Kasus yang menimpa LPM Lintas terjadi akibat penerbitan majalah berjudul “IAIN Ambon Rawan Pelecehan” pada tahun 2022. Rektor IAIN Ambon, Zainal Abidin Rahawarin, merespons majalah tersebut dengan menerbitkan Surat Keputusan pembekuan LPM Lintas. Selain itu, Pemimpin Redaksi LPM Lintas, Yola Agne, juga dicabut hak akademiknya.

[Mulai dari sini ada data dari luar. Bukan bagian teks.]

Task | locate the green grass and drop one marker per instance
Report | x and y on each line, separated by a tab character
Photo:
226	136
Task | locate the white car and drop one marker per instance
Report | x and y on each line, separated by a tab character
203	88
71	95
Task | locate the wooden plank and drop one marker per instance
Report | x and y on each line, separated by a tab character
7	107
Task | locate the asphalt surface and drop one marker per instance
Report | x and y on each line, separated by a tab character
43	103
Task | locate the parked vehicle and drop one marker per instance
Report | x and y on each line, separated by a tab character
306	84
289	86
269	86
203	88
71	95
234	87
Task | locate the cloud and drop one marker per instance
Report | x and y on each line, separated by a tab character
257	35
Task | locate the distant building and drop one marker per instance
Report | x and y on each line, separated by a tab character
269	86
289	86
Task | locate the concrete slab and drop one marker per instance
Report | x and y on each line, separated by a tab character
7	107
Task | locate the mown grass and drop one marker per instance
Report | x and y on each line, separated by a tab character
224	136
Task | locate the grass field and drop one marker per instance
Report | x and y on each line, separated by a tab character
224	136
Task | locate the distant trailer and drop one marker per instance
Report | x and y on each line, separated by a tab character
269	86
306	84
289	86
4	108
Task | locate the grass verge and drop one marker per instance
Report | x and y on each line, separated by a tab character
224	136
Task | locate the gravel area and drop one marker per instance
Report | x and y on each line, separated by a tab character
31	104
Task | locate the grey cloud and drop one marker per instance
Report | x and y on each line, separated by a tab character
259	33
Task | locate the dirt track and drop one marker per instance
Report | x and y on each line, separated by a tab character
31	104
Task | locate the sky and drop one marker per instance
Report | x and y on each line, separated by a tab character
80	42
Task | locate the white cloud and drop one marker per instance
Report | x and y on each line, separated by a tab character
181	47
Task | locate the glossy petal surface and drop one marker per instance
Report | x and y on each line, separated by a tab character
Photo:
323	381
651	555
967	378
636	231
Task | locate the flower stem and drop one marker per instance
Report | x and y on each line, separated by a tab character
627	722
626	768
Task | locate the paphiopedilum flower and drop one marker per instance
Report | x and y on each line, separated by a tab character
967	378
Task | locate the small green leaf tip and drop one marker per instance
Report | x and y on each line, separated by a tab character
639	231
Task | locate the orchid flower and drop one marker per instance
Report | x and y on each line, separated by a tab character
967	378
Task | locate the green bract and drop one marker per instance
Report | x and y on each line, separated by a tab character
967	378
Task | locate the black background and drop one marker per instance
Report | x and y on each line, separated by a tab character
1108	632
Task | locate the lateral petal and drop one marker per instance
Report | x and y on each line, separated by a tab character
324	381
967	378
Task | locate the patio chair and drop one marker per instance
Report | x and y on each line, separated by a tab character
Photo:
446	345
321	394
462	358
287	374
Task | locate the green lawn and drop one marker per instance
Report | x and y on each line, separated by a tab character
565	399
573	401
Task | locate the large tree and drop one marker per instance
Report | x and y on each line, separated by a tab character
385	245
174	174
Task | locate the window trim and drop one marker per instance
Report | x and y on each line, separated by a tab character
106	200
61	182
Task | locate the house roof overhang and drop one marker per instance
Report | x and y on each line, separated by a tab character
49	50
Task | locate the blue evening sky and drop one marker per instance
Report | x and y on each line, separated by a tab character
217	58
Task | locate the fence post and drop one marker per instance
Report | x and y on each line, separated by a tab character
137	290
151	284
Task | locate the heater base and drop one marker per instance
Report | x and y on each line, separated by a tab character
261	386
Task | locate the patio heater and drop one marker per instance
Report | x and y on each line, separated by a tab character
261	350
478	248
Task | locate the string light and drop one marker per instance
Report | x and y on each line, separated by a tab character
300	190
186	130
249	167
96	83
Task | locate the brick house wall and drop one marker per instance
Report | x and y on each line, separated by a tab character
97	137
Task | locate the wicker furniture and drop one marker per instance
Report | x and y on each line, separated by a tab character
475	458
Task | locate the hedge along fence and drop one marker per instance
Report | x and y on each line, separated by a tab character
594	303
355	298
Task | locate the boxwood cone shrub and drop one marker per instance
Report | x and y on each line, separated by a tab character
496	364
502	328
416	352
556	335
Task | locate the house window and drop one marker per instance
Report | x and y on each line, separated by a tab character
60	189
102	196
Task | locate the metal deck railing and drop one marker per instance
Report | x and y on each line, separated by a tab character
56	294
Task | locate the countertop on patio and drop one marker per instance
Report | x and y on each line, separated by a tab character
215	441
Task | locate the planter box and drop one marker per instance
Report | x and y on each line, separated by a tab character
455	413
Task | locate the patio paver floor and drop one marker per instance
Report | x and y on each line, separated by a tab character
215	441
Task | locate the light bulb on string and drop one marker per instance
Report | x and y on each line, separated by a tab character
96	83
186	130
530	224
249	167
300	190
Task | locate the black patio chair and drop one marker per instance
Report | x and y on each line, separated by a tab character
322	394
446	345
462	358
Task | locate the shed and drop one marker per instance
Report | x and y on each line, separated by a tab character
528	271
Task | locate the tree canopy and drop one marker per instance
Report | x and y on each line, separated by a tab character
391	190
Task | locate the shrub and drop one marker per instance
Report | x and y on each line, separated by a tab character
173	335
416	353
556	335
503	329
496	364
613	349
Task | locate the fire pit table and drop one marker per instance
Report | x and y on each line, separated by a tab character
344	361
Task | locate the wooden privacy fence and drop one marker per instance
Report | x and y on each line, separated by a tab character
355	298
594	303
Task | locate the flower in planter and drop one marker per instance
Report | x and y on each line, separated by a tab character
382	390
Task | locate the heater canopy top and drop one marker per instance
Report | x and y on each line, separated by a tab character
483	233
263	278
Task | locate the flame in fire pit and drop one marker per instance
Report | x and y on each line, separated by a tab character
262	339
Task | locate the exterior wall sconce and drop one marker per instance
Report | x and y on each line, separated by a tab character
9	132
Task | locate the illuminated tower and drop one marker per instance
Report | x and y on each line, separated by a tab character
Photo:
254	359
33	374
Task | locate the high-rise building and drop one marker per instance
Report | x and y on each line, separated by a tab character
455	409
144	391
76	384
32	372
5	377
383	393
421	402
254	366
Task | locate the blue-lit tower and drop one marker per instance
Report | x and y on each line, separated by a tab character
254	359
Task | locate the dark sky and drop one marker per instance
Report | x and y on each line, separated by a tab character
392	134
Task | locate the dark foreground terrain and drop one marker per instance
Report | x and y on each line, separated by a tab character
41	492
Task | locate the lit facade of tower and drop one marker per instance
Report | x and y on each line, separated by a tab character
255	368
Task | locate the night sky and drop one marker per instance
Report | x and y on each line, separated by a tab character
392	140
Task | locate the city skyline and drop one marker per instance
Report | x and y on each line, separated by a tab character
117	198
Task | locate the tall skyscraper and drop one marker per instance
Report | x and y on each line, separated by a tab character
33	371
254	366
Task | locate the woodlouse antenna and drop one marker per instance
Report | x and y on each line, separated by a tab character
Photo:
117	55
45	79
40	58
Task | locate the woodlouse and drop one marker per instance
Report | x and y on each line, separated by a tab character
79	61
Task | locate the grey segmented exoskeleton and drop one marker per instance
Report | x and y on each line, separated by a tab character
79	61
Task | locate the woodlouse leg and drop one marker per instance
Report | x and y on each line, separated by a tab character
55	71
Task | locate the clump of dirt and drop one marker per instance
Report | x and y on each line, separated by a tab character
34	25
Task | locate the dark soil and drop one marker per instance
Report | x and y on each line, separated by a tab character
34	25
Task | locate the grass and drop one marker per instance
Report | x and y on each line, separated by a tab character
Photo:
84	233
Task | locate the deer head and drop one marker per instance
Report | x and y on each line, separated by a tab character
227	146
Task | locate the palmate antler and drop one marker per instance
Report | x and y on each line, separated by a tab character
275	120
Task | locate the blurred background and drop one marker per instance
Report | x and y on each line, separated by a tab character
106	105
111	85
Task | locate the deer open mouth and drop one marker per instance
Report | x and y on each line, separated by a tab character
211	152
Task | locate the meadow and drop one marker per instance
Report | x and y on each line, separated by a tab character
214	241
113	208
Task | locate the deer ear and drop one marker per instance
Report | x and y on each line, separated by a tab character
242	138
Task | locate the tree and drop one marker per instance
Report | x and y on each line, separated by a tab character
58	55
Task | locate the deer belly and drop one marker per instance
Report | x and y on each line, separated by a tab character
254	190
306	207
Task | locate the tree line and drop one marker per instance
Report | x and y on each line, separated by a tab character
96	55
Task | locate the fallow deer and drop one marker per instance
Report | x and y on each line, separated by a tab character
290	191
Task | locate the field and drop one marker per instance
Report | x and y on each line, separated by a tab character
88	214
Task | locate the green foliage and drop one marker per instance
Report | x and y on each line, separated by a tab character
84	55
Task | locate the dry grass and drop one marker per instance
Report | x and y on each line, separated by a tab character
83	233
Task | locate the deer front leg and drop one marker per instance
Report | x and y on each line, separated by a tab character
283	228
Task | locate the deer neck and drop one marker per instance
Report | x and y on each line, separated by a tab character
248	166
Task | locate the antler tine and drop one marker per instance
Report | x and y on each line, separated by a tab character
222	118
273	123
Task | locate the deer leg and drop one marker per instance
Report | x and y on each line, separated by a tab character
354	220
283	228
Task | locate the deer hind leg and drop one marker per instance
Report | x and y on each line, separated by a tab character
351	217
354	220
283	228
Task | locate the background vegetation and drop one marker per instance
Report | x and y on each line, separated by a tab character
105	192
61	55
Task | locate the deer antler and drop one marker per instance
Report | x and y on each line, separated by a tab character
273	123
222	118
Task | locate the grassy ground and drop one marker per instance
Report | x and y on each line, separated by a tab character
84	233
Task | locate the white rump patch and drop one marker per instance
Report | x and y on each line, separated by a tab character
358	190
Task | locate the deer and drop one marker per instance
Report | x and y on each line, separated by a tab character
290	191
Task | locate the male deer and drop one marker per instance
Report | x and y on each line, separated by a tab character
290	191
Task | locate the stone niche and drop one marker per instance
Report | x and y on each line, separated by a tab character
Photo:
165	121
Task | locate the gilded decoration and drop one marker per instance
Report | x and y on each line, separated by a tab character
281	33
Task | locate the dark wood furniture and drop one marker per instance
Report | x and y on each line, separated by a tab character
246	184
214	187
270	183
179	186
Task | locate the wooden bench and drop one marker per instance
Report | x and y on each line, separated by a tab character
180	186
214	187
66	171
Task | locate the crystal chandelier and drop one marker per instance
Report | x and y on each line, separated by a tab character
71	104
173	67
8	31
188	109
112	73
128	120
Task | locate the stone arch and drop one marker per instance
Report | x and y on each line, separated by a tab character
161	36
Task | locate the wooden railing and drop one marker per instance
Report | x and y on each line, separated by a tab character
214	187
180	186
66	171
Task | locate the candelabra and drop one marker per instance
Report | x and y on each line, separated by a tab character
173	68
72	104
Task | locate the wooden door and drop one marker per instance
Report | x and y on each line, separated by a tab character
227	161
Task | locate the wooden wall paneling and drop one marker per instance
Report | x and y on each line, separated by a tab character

Musibah yang menimpa LPM Lintas dan Suara USU merupakan bentuk represi yang dialami oleh pers mahasiswa. Dalam catatan kasus yang dipublikasikan oleh BP Advokasi PPMI, tercatat sepanjang tahun 2020-2021 terjadi 48 kasus represi terhadap pers mahasiswa di berbagai wilayah. Data tersebut hanyalah sebagian kecil dari fenomena gunung es. Masih banyak kasus represi lainnya yang belum tercatat dan dialami oleh pers mahasiswa.
Keinginan untuk mendapatkan perlindungan melalui payung hukum muncul setelah berbagai kasus represi di kampus. Pers mahasiswa memang memerlukan jaminan perlindungan agar dapat merasa aman dalam menjalankan fungsinya sebagai kontrol sosial di lingkungan kampus. Namun, sebelum hal tersebut terwujud, diperlukan pemahaman yang mendalam untuk mempertimbangkan bagaimana pers mahasiswa bisa mendapatkan perlindungan hukum yang tepat.
Pers Mahasiswa Berpijak
Sebelum melangkah lebih jauh, perlu dipahami makna dari pers mahasiswa (persma). Pers adalah individu yang melakukan kegiatan jurnalistik, sedangkan mahasiswa adalah individu yang menempuh pendidikan di perguruan tinggi. Dengan demikian, persma dapat dimaknai sebagai mahasiswa yang melakukan kegiatan jurnalistik di bawah naungan perguruan tinggi.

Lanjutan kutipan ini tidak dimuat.